三浦龍司選手は「入賞はできたが、正直悔しい気持ちもある。ただ、東京オリンピックでの目標はクリアしたので、しっかり走りきったかなと思う。想像をはるかに超えたラップタイムの早さだったのでちょっと突っ込んでしまったというか、障害を跳ぶときの足がなかなか合わなかったと感じるので、違う雰囲気の中で自分のペースを維持するのは難しいと感じた」とレースを振り返りました。

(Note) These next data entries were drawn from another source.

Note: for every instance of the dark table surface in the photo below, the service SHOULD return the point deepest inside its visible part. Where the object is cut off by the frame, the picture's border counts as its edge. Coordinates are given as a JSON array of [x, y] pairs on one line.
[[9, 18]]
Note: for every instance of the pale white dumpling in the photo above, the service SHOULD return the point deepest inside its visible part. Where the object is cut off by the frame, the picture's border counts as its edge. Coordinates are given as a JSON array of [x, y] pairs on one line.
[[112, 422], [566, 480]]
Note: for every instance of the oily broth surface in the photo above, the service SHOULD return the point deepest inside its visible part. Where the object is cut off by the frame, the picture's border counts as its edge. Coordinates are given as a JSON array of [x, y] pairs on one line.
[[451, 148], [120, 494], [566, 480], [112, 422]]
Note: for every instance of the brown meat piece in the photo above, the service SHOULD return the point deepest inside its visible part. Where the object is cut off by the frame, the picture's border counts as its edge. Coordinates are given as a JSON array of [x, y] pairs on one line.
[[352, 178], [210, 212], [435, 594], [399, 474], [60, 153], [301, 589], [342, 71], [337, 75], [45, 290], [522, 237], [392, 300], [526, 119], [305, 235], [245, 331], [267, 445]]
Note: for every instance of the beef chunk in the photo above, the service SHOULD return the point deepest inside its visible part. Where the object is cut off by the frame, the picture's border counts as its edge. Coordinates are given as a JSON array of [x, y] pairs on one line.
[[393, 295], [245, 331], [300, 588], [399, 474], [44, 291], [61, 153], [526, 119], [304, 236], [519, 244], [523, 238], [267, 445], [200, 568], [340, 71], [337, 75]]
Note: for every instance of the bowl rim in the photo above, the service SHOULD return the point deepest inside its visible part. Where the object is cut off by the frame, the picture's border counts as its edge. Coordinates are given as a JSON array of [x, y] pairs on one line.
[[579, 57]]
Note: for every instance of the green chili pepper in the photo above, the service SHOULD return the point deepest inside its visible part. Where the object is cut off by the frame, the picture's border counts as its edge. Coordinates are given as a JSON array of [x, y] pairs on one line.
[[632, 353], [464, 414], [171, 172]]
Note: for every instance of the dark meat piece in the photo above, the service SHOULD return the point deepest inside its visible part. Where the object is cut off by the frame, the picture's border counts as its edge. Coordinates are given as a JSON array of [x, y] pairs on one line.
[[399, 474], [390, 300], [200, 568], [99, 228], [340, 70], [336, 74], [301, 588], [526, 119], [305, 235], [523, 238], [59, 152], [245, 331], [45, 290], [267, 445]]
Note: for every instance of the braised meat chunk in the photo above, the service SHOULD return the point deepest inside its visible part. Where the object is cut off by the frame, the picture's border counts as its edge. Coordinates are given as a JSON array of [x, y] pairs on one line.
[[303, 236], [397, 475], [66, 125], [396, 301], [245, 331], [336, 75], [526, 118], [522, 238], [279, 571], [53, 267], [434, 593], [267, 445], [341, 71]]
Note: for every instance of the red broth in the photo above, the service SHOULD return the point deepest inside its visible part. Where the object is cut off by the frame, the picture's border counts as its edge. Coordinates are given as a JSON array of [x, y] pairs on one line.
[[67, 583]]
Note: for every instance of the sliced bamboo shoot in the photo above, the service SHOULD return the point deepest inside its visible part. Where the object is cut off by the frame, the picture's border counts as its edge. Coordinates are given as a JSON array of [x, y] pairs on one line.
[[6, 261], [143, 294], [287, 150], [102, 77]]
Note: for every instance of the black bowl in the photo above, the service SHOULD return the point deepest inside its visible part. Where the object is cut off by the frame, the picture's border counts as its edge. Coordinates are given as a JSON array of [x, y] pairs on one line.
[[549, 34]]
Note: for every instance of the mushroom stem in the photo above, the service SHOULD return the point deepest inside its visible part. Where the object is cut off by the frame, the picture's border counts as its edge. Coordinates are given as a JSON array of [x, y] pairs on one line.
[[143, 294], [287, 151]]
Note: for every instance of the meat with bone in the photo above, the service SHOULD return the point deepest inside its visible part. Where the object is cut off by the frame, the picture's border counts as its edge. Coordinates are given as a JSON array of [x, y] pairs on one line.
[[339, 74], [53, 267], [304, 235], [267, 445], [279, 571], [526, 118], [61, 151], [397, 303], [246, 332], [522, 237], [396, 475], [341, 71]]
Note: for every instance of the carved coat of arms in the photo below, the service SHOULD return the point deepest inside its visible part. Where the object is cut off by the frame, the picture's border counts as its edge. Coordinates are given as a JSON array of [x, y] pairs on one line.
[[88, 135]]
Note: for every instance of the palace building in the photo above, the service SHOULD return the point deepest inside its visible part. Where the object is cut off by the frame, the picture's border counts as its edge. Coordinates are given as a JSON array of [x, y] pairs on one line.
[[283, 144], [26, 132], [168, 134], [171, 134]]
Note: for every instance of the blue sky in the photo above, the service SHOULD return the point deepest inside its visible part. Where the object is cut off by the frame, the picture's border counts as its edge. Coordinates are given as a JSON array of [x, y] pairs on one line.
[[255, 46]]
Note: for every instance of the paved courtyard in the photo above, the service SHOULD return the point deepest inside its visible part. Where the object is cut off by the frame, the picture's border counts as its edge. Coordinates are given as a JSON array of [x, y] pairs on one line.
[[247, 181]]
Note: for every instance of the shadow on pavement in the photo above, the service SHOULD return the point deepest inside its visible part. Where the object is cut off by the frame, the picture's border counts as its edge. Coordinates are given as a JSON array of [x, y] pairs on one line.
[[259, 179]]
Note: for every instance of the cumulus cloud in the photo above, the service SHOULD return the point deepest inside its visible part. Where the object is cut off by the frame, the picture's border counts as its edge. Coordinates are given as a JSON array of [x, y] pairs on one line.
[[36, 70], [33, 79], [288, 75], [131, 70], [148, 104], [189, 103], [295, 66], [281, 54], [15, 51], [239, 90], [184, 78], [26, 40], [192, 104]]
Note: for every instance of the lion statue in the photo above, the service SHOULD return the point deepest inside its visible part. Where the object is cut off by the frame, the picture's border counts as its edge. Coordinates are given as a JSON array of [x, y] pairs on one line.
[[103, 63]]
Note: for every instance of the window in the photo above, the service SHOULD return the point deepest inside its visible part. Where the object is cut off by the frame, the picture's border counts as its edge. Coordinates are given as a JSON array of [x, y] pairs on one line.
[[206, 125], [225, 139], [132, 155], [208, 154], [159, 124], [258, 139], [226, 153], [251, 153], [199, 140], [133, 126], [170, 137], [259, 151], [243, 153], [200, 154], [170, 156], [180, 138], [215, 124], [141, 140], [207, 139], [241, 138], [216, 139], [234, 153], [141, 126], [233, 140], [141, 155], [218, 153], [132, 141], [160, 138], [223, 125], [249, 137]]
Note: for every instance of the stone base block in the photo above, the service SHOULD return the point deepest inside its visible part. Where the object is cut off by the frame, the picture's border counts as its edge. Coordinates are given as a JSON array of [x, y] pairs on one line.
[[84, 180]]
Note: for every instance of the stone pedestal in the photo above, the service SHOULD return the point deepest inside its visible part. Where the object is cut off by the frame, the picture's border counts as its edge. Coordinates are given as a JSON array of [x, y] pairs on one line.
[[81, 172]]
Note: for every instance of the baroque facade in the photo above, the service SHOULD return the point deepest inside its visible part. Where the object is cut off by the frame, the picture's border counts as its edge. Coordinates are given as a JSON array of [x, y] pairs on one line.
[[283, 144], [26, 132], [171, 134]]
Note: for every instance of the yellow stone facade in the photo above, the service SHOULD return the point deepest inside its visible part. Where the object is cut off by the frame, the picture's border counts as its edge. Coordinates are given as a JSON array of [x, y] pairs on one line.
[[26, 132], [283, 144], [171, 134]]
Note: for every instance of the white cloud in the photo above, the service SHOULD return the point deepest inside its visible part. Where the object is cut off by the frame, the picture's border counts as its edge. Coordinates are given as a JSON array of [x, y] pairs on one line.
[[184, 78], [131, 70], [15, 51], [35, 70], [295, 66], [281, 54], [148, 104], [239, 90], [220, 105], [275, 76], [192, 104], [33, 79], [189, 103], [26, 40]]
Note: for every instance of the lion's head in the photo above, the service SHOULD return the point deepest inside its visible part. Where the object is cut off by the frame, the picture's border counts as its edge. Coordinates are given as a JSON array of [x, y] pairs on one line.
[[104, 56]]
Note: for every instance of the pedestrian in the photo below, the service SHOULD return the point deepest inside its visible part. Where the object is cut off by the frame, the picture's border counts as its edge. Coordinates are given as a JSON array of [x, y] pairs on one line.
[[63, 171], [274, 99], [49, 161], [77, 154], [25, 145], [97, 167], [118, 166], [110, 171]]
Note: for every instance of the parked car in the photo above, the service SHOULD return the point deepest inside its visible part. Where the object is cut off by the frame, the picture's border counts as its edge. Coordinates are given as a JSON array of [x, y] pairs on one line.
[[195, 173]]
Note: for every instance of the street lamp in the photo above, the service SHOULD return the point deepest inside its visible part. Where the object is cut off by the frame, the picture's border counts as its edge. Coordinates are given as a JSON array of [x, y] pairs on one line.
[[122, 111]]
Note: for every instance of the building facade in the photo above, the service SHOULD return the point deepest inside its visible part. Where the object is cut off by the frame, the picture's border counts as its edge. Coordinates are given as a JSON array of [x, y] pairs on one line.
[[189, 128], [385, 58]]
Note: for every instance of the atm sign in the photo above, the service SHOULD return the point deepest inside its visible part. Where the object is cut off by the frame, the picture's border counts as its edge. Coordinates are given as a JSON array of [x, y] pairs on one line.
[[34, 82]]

そのうえで、今後の目標については「3年後のパリオリンピックを目指しているので、そこで今回の7位以上で、自分の納得できるような走りをこの3年間で突き詰めていきたい」と意気込んでいました。

日本陸上界に現れた「新星」

成長途中の19歳が世界最高峰の舞台でその歴史に名を刻みました。

男子3000メートル障害で日本選手としては49年ぶりに決勝に進んだ三浦選手。この種目で日本選手として初めてとなる7位入賞を果たした。

予選からみずからのスタイルを貫いていました。

「緊張していた」というそのことばとは裏腹に「いつもどおり」序盤からトップをうかがう位置でレースを進めて2着でフィニッシュ。タイムは予選全体の2位でした。

去年7月に当時の日本歴代2位の記録をマークして以来、ことしは5月、6月、そして、7月30日の予選と、3か月連続で日本記録を更新。

驚く報道陣に対して、本人は「どこ吹く風」という様子で、「オリンピックが終わるまではメンタルの状態をキープしていきたい。ほかのことはあまり気にせずに行きたい」と冷静にみずからを見つめていました。

大舞台でもふだんどおりの力を発揮する。

ことばにすれば簡単ですが、多くのトップ選手が目指しながらなかなか実現できないことをこの大学2年生がやってのけました。

日本陸上界に現れた「新星」のその成長曲線がどこまで上昇するのか、期待は膨らむばかりです。